The registration statement, the tender offer statement on Schedule TO, as amended, and other related documents can be obtained for free from the SEC’s Electronic Document Gathering and Retrieval System (EDGAR), which may be accessed at www.sec.gov. Documents are also available for free upon written or oral request made to the office of the Corporate Secretary, Evergreen Solar, Inc., 138 Bartlett Street, Marlboro, Massachusetts 01752 (Telephone (508) 357-2221) and from the Company’s website at www.evergreensolar.com, or the information agent, The Proxy Advisory Group, LLC, at (212) 616-2180.
Non-Solicitation
This press release does not constitute an offer to purchase, a solicitation of an offer to purchase, or a solicitation of an offer to sell securities. The exchange offers will not be made to, and the Company will not accept tenders for exchange from, holders of its existing 4% notes and existing 13% notes in any jurisdiction in which the exchange offers or the acceptance of such offers would not be in compliance with the securities or blue sky laws of that jurisdiction.
About Evergreen Solar, Inc.
Evergreen Solar, Inc. develops, manufactures and markets String Ribbon solar power products using its proprietary, low-cost silicon wafer technology. The Company's patented wafer manufacturing technology uses significantly less polysilicon than conventional processes. Evergreen Solar's products provide reliable and environmentally clean electric power for residential and commercial applications globally. For more information about the Company, please visit www.evergreensolar.com. Evergreen Solar and String Ribbon are registered trademarks of Evergreen Solar, Inc.
Safe Harbor Statement
This press release includes statements regarding expectations, beliefs, strategies, goals, outlook and other non-historical matters. Forward-looking statements include but are not limited to statements about the form and timing of the exchange offers and consent solicitation. These forward-looking statements are neither promises nor guarantees and are subject to a number of risks and uncertainties that could cause actual results to differ materially from the Company’s current expectations.

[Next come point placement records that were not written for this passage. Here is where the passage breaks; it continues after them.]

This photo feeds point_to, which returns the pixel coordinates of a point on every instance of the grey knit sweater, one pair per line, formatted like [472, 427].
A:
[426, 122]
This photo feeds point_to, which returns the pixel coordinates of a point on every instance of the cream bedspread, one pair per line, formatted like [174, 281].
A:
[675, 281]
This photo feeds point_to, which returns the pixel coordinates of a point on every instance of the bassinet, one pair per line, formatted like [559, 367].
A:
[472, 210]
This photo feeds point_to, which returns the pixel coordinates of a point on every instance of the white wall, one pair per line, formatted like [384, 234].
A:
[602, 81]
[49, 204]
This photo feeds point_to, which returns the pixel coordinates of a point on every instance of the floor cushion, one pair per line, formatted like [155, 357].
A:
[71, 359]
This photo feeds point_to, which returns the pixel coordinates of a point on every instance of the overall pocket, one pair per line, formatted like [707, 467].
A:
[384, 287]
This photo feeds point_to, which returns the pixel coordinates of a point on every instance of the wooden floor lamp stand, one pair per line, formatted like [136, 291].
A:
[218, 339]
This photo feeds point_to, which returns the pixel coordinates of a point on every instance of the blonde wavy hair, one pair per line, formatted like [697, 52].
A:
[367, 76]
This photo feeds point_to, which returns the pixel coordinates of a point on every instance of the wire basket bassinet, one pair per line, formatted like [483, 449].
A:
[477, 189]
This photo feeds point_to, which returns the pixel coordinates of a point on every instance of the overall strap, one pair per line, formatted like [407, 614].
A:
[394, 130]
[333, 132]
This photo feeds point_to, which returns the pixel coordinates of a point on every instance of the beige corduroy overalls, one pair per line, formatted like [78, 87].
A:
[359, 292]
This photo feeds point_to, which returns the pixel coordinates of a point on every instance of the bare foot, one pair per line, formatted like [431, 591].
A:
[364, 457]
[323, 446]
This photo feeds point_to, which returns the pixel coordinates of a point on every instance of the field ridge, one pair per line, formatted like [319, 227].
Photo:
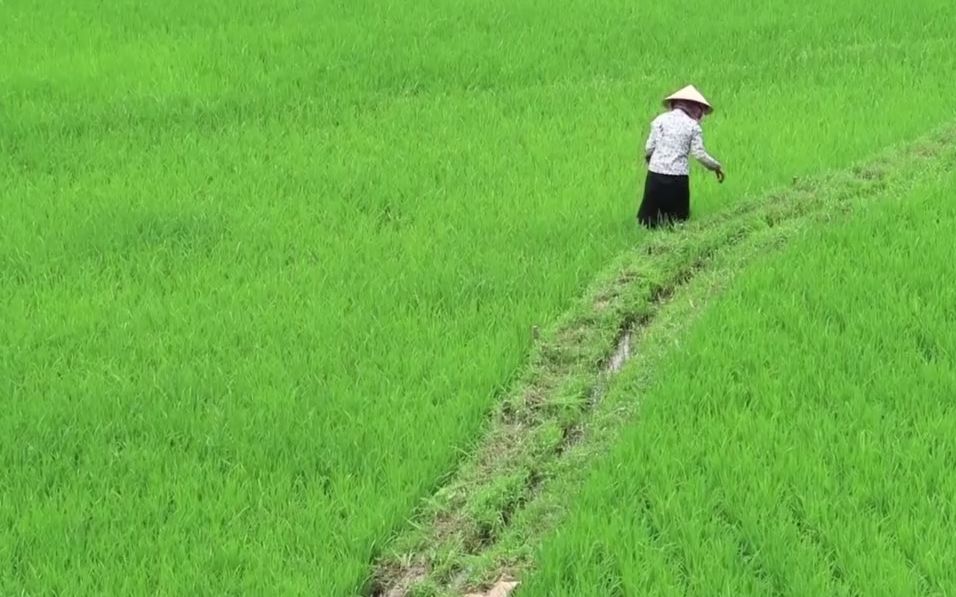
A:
[475, 528]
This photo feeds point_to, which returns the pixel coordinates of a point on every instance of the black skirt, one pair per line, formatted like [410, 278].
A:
[666, 199]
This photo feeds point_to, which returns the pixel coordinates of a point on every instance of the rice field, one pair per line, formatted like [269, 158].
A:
[801, 442]
[266, 267]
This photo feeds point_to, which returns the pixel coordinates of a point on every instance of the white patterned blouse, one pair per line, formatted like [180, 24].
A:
[675, 135]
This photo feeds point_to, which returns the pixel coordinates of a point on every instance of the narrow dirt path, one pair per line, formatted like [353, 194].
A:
[478, 530]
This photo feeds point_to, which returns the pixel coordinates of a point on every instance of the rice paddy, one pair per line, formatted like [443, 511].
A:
[801, 442]
[265, 270]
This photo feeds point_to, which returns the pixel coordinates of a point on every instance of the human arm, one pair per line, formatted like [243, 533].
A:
[699, 152]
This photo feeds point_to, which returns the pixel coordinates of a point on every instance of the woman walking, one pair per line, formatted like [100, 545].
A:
[675, 135]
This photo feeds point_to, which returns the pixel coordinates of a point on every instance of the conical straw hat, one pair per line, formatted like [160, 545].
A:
[690, 94]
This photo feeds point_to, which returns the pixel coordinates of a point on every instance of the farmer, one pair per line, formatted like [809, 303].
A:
[674, 135]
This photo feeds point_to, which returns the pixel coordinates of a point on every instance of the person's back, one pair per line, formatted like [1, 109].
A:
[675, 136]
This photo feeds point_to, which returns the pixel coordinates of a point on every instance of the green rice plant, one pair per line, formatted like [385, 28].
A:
[800, 440]
[265, 267]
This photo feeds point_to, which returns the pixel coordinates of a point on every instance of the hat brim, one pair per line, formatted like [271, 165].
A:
[707, 107]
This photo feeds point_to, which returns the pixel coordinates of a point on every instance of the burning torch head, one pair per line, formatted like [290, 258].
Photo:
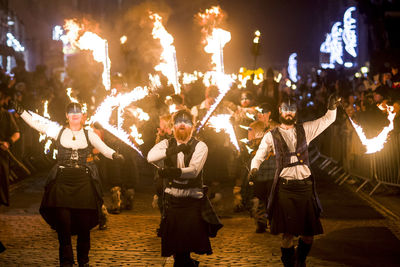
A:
[74, 113]
[288, 111]
[183, 125]
[246, 99]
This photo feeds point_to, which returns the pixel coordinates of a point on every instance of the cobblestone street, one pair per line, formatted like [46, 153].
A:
[355, 234]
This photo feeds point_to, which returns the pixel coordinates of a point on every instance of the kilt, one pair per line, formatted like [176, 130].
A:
[295, 210]
[183, 229]
[72, 189]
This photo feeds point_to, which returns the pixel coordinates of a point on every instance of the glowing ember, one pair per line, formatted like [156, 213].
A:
[155, 81]
[93, 42]
[222, 122]
[136, 135]
[244, 140]
[123, 39]
[46, 109]
[215, 44]
[249, 149]
[224, 83]
[172, 109]
[168, 65]
[104, 111]
[71, 98]
[375, 144]
[250, 116]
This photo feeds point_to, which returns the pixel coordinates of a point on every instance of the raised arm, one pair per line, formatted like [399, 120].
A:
[265, 147]
[158, 152]
[314, 128]
[196, 163]
[96, 141]
[51, 129]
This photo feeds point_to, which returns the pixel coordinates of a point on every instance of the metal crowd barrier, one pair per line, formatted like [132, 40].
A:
[341, 154]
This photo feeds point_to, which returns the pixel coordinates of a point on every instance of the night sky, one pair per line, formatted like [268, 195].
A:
[286, 26]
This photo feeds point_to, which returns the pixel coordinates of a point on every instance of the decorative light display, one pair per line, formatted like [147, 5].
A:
[349, 32]
[341, 35]
[292, 67]
[14, 43]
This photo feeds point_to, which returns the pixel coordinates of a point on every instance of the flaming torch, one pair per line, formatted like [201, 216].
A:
[169, 65]
[104, 111]
[215, 44]
[90, 41]
[375, 144]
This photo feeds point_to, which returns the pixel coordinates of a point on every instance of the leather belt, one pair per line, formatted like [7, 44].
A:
[295, 181]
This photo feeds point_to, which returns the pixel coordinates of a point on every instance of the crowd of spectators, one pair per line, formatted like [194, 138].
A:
[365, 100]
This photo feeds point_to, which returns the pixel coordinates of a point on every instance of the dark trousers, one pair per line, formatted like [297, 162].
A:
[4, 179]
[65, 218]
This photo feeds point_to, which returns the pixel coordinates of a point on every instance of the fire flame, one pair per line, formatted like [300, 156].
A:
[71, 98]
[90, 41]
[168, 65]
[136, 135]
[222, 122]
[375, 144]
[104, 111]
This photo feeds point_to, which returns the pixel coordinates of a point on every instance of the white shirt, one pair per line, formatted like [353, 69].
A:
[312, 129]
[67, 136]
[196, 164]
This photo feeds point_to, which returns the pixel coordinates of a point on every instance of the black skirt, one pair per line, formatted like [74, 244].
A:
[295, 211]
[72, 188]
[183, 228]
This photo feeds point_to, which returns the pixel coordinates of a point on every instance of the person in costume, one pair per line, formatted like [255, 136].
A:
[9, 134]
[72, 200]
[293, 207]
[188, 219]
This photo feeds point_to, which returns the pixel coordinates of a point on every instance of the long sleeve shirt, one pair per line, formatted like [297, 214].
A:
[312, 129]
[196, 164]
[68, 135]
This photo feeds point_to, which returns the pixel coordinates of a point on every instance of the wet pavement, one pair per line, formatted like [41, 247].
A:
[357, 233]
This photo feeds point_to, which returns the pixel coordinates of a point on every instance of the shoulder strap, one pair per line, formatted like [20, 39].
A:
[87, 137]
[59, 134]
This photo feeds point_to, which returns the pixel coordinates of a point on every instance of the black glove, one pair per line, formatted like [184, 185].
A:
[17, 107]
[333, 101]
[176, 149]
[252, 175]
[118, 157]
[170, 172]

Factors that could cause or contribute to such differences include the risk that the Company does not complete the exchange offers when planned or at all. Further discussions of these and other potential risk factors may be found in the Company’s public filings with the SEC (www.sec.gov), including its Form 10-K for the fiscal year ended December 31, 2009. Forward-looking statements speak only as of the date they are made. The Company undertakes no obligation to update any forward-looking statements, except as may be required by law.